Словно легкий лист в водовороте, кружит планер. Он попал в восходящий поток, и его заносит все выше и выше.
В глазах ее рассеянная глубина. Душа ее еще не на земле, еще там, высоко, где теряет силу восходящий поток над пашней.
– Хорошо было? – спрашиваю.
Зачем этот вопрос, разве на него можно ответить.
– Пойдем на озеро, – предлагаю.
Ей все равно куда. Она переживает восторг полета.
Озерцо сбоку от четвертого разворота, и сверху похоже на стоптанный башмак. Теперь-то она узнает, что я умею не только молчать. Пока идешь, можно много кое-чего рассказать. Хоть ту же книжку про беспризорников, что ночью читал. Надо только выбрать начало, чтобы было интересно.
Вот и конец летного поля, вот и березовый островок. Из-под ног будто выстрелил – схлопал крыльями косач. Она вздрогнула, подалась назад, мы коснулись руками. Прикосновение приятно волнует.
Нас отсадили от девчонок в сорок третьем, очевидно, полагая привить больше стойкости и мужества, необходимых в войну.
Женщинам-учителям приходилось с нами нелегко. Кто-нибудь, добыв по пути в школу семечек на базаре или кочерыжку в огороде, устраивался у батареи или под партой, и достать его оттуда было непросто. Пелагея Михайловна, прозванная мальчишками Палашей, в таких случаях нервно вертела очки:
– Танцырев, сядь на место.
Костя и ухом не вел.
– Танцырев, ты разве оглох? Выйди из класса!
Костя ни гу-гу.
– Танцырев, я прекращаю занятия до тех пор, пока не выйдешь.

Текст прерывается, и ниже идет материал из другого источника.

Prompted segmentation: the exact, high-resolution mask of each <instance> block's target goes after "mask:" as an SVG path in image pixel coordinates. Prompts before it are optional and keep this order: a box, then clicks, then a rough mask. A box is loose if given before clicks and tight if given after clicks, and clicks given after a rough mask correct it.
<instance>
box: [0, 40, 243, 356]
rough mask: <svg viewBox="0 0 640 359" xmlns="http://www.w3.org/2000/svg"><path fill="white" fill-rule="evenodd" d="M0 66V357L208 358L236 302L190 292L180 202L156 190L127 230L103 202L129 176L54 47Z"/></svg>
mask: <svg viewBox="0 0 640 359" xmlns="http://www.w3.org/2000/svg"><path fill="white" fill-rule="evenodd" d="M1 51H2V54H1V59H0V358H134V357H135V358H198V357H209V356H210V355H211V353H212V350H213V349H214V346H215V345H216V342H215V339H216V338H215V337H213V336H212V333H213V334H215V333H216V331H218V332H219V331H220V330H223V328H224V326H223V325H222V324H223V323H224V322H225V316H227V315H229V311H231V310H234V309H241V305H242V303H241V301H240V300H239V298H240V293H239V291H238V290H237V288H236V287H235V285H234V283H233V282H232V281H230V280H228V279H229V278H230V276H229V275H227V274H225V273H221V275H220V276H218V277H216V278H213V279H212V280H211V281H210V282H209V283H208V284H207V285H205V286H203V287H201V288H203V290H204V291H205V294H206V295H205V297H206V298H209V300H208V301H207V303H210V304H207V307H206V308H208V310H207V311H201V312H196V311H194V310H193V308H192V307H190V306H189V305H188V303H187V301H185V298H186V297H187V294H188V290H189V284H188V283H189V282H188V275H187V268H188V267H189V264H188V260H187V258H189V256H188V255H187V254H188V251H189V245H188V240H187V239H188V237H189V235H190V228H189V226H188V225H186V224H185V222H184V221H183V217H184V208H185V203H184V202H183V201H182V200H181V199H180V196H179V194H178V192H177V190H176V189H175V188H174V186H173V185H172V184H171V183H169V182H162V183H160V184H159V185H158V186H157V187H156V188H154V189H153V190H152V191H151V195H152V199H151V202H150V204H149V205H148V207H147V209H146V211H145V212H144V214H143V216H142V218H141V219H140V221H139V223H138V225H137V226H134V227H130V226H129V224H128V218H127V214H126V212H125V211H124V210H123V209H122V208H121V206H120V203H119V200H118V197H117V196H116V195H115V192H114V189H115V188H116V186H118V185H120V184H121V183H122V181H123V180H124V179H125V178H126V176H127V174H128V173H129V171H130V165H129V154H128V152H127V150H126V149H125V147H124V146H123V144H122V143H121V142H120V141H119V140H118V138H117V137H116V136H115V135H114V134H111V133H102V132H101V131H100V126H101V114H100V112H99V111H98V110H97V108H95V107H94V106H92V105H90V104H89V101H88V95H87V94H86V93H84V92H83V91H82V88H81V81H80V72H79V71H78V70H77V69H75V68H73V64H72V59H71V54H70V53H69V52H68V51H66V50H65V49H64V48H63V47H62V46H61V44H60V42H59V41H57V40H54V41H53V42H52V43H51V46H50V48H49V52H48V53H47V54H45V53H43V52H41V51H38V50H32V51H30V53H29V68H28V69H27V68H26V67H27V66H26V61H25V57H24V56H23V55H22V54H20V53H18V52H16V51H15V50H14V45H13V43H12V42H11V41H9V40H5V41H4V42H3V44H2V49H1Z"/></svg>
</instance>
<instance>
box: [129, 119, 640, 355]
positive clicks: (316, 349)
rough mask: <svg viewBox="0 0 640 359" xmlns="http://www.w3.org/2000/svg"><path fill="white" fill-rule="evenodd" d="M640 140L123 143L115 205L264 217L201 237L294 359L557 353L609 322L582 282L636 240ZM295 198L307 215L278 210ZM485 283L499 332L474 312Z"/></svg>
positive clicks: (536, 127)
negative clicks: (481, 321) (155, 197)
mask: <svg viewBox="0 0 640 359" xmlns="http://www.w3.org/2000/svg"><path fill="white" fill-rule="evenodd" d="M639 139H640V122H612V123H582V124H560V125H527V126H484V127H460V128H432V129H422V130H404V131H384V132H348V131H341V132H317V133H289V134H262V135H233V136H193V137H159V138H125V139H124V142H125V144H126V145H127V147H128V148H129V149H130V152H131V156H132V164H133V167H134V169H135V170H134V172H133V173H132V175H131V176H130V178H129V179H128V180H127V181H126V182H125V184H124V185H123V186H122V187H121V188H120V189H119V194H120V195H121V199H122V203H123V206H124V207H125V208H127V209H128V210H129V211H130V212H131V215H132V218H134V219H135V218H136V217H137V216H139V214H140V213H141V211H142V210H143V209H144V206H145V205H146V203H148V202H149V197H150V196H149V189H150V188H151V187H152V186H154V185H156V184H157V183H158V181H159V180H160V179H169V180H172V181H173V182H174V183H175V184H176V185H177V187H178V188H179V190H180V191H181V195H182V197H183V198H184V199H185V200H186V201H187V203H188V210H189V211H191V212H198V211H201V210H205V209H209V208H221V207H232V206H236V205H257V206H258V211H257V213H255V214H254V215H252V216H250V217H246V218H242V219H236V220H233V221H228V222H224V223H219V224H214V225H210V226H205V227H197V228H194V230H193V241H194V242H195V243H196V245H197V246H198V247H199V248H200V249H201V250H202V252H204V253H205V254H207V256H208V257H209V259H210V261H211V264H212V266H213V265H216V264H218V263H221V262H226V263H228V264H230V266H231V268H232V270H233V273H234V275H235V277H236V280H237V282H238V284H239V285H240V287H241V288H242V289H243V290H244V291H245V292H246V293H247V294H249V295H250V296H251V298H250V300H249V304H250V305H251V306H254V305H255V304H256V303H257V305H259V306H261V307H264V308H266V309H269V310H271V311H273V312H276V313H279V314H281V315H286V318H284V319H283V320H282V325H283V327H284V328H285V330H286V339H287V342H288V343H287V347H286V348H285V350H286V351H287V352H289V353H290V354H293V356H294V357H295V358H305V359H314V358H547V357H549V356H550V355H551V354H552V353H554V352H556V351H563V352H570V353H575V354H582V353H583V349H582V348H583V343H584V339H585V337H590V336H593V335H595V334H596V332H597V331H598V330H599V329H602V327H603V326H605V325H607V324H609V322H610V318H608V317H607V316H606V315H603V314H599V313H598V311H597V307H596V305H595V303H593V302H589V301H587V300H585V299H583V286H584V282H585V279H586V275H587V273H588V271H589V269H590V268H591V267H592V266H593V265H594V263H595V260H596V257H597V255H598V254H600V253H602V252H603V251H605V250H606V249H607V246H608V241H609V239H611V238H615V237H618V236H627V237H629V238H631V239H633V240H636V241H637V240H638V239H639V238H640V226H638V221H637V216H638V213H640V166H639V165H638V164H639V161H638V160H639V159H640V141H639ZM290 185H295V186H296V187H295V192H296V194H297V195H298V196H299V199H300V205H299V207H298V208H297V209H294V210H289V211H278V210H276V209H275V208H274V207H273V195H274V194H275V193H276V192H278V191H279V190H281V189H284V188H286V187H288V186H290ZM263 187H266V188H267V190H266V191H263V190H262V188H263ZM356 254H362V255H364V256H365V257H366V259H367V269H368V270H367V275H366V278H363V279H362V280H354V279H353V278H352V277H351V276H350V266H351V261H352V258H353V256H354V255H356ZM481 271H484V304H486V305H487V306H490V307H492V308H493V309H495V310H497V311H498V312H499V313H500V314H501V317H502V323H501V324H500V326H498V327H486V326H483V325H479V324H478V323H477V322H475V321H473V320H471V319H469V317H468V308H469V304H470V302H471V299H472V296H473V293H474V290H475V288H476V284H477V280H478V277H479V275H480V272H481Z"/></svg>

В наступившей тишине Костя звонко щелкает семечки. Пелагея Михайловна сосредоточенно пишет в журнале. Костя встает и, медленно волочась, выходит. Мало-помалу порядок водворяется. Приоткрывается дверь, просовывается рыжая Костина голова:
– Что, полегчало? – и скрывается.
День серый. Сечет дождь. Ветер качает тополя. Ветка хлещет в окно. Все утихают как бы в томительном предчувствии надвигающейся беды. Опять открывается дверь, и с грохотом влетает жестяная вентиляционная труба…
Я дежурный. После урока несу в учительскую карты. Пелагея Михайловна сидит за столом, уронив голову. Плечи вздрагивают. Рядом стакан с капустой и маленькая ложечка.
Не знаю, насколько преуспели реформаторы, но девочки для меня навсегда остались загадочными существами, как одиссеевские сирены или ночные зверьки лори в Британской Гвинее.
Опять язык одеревенел, хоть откуси да выплюнь. Что ей за дело до какого-то Амельки или Дуньки Таракана? Скоро озеро, а еще ничего не сказал. Состояние как перед прыжком с парашютом. Каждый раз надо переступить через что-то в себе, каждый раз захватывает дух, и к этому нельзя привыкнуть.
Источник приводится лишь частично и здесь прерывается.